© 2021 Strange Loop
Nearly 400 million people in 178 markets around the world open their Spotify app at least once every month and see a brand new set of recommendations from a pool of 70+ million songs and podcasts. Those recommendations on the home page, in your playlist creation screen, from your search bar, and in your Discover Weekly are driven from Machine Learning models powered by a complex set of tools working in unison with the sole purpose of building a more intelligent Spotify product.

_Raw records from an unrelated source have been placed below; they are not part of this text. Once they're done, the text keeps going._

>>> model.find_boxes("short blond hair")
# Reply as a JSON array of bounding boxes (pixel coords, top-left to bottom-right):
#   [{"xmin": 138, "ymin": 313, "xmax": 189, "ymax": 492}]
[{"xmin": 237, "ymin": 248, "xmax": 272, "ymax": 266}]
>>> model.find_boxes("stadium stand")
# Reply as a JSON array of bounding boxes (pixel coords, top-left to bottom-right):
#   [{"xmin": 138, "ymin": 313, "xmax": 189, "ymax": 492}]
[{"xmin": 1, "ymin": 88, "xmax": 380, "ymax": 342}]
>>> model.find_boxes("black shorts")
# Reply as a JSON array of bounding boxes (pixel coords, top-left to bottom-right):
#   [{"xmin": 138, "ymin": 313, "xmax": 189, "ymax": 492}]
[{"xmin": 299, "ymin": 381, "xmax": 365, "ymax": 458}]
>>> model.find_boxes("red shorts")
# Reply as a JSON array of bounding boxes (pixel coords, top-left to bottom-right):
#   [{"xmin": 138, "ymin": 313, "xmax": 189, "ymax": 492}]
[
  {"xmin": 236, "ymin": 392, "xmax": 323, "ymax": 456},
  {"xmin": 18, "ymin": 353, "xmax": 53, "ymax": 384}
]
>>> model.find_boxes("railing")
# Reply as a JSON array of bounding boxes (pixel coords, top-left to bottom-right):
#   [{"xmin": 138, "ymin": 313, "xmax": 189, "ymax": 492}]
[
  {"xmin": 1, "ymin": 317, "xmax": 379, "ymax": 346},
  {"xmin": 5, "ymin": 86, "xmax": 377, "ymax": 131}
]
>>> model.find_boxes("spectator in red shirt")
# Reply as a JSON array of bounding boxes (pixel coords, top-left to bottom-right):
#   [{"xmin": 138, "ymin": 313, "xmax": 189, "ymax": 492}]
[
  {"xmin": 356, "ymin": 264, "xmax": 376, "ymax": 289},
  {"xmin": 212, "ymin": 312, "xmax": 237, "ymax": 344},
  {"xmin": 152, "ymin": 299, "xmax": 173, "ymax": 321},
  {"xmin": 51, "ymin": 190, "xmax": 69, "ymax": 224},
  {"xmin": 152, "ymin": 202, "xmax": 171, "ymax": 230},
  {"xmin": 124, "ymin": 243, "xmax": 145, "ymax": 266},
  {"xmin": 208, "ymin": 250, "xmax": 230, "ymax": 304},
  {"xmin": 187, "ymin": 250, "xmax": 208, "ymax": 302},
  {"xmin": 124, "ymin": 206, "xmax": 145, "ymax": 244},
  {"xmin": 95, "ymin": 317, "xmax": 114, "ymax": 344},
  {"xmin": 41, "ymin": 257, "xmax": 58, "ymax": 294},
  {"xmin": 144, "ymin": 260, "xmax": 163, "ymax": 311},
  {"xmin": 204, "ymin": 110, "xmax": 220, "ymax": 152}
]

In this talk, Josh Baer – product lead for Spotify’s Machine Learning Platform group – will walk you through the lifecycle of a single song recommendation and the complex software that orchestrates the various backend, data and ML specialized libraries built to make the lives of Spotify engineers easier. He’ll describe the challenges of creating a Platform that trains hundreds of models daily and serves millions of predictions per second for 50+ teams building ML for Spotify, and briefly discuss why there are so many companies building similar tooling.
Josh leads a group at Spotify with the aim to build better, more reliable ml-powered products through platformized tooling and infrastructure. He's spent the pandemic hanging out in an apartment in Brooklyn with his partner, two cats, and most recently his baby girl. He holds a MS in CS from NYU and a BS in Philosophy/CS from the University of Pittsburgh.